MITOCHONDRIAL HAPLOTYPES

We sequenced female‐type (F‐type) CO1 mtDNA, which is generally considered to have a more reliable phylogenetic signal than male‐type mtDNA and has multiple phylogenetic lineages in Australian M. galloprovincialis populations (Gérard et al. 2008; Colgan and Middelfart 2011; Dias et al. 2014). Using the DNA extracted as previously described, we amplified F‐type CO1 haplotypes using PCR reagents and conditions as described in Dias et al. (2014). Samples were sequenced in both directions by the Australian Genome Research Facility, Perth. Consensus sequences were aligned, analyzed and trimmed in Geneious v 6.1.8 (Kearse et al. 2012) using the Geneious alignment feature with default parameters. A preliminary Neighbor‐Joining tree was constructed from the 44 individuals to identify the number of unique sequences present (n = 14; Table S4). We added 105 northern and southern Mytilus haplotypes of the COI gene to our unique sequence set, as compiled in Dias et al. (2014). We inferred phylogenetic relationships using MRBAYES V3.1.2 (Huelsenbeck and Ronquist 2001) in Geneious v 6.1.8. We set the parameters and performed the Bayesian analyses as described in Dias et al. (2014), with the modification that we used a GTR+G substitution model. We determined phylogenetic relationships from 75% majority‐rule consensus of postburn‐in trees.

STATISTICAL ANALYSES

Analyses were performed using R version 3.3.2 (R Core Team 2016). We first analyzed competitive fertilization success of focal sperm as a binomial response variable (proportion of eggs successfully fertilized by dyed sperm in competition). We fit a GLMM with logit link function in the “lme4” package (Bates et al. 2014), using the Laplace approximation of the log‐likelihood to estimate model parameters (Raudenbush et al. 2000). Our model included a fixed intercept term and random effects of male (overall variation among sperm of focal males), female (overall variation among focal female chemoattractants), male‐by‐female interaction (variation among sperm‐chemoattractant combinations), and experimental block.
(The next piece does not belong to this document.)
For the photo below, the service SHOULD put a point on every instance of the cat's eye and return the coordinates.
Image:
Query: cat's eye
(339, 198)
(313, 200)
There was no overdispersion in our model (residual deviance = 77.15 on 83 degrees of freedom, dispersion parameter = 0.93), and the scaled residuals (calculated using the “DHARMa” package; Hartig 2017) were uniformly distributed (Kolmogorov–Smirnov test; D = 0.053, P = 0.967). Focal male competitive fertilization success ranged from 0% to 44%, that is significantly lower than 50% (fixed intercept term of GLMM = ‐1.79 [95% CIs = –2.11, –1.47], Wald Z = −1.78, P < 0.001). This was expected given only the subset of sperm that successfully traveled to the center of the chemoattractant gradient was used for fertilizations. We assessed the significance of random effect terms by removing each from the model in turn and compared the fit of the reduced models against the full model with likelihood ratio tests (–2 × difference in log likelihoods compared against χ2 distribution with 1 degree of freedom).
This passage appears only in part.